ZdK-Vorsitzender Sternberg bemüht sich zwar, das Problem kleinzureden (siehe meinen gestrigen Artikel), aber der Ausschluss der AfD vom Katholikentag stößt weiterhin bei vielen auf Unverständnis, zumal man anderen Gruppie-
rungen gegenüber nicht so pingelig ist.
Erstaunlich, dass sogar Ludwig Ring-Eifel, der Chefredakteur der "Katholischen Nachrichtenagentur" (KNA), heute in einem Kommentar auf "katholisch.de" davon schreibt, dass der Katholikentag für diese Art von "Geschlossenheit" einen Preis zu zahlen hat.

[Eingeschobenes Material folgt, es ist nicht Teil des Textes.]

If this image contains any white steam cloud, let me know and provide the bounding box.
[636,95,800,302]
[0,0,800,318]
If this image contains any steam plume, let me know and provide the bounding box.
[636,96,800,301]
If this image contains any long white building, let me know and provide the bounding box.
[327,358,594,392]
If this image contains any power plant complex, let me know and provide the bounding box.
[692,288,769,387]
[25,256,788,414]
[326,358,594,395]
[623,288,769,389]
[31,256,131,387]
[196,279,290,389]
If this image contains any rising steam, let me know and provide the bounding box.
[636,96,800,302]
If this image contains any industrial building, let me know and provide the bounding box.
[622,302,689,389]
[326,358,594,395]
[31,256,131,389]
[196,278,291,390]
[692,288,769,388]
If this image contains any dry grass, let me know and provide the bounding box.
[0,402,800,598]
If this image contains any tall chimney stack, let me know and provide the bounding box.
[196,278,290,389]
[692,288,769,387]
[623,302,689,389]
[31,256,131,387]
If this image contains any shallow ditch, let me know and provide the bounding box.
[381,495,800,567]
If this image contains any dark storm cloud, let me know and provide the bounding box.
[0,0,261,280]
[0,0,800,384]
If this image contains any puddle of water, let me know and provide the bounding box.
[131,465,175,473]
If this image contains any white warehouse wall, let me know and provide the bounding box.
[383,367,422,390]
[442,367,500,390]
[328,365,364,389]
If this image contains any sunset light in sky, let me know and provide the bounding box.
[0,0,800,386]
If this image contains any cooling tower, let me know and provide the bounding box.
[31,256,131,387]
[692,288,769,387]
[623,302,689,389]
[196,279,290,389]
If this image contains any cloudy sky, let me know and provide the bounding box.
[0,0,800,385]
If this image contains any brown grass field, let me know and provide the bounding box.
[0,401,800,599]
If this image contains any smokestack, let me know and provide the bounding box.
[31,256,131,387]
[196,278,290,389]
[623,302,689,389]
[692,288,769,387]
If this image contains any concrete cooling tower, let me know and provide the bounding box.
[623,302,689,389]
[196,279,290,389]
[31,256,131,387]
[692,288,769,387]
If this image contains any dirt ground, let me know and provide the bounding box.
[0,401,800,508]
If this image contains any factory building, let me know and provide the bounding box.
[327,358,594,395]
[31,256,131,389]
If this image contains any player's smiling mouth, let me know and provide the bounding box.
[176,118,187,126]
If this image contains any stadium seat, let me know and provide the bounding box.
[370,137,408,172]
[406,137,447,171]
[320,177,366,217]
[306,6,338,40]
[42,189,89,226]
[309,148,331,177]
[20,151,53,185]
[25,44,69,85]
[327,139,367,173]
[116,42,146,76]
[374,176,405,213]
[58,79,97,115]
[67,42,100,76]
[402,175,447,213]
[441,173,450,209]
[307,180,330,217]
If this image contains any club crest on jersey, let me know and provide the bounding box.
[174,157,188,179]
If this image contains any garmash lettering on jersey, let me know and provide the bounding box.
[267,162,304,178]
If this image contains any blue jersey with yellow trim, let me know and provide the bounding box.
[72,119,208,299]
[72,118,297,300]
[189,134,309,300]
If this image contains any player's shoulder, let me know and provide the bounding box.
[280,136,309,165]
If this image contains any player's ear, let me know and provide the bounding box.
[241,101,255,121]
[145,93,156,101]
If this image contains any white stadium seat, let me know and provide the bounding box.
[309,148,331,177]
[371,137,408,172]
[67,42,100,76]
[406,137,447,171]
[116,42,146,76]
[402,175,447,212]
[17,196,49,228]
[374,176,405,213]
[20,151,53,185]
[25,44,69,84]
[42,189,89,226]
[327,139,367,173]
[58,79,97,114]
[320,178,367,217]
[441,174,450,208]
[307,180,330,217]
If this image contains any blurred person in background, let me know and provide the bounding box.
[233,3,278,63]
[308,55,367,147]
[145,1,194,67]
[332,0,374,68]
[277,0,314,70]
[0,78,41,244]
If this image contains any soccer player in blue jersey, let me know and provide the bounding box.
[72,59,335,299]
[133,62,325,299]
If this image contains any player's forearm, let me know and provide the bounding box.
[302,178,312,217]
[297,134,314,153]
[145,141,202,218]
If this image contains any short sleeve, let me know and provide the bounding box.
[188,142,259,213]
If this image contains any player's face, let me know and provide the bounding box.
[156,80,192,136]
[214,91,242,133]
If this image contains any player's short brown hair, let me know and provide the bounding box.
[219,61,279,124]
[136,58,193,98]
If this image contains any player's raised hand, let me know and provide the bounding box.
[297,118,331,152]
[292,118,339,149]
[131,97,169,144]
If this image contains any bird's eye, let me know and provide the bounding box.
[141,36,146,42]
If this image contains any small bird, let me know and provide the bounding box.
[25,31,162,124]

Auch er stellt die Frage, wie man dann aber so problemlos die LINKE einladen kann, die nicht gerade durch Kirchenfreundlichkeit auffällt... ---> HIER !

Kommentare:

  1. Die Entscheidung gegen die AfD war richtig.
    Die wollten doch nur eine weitere Bühne haben für
    ihre Selbstdarstellung.
    Allerdings gehören die LINKEN ebenso wenig auf
    einen Katholikentag.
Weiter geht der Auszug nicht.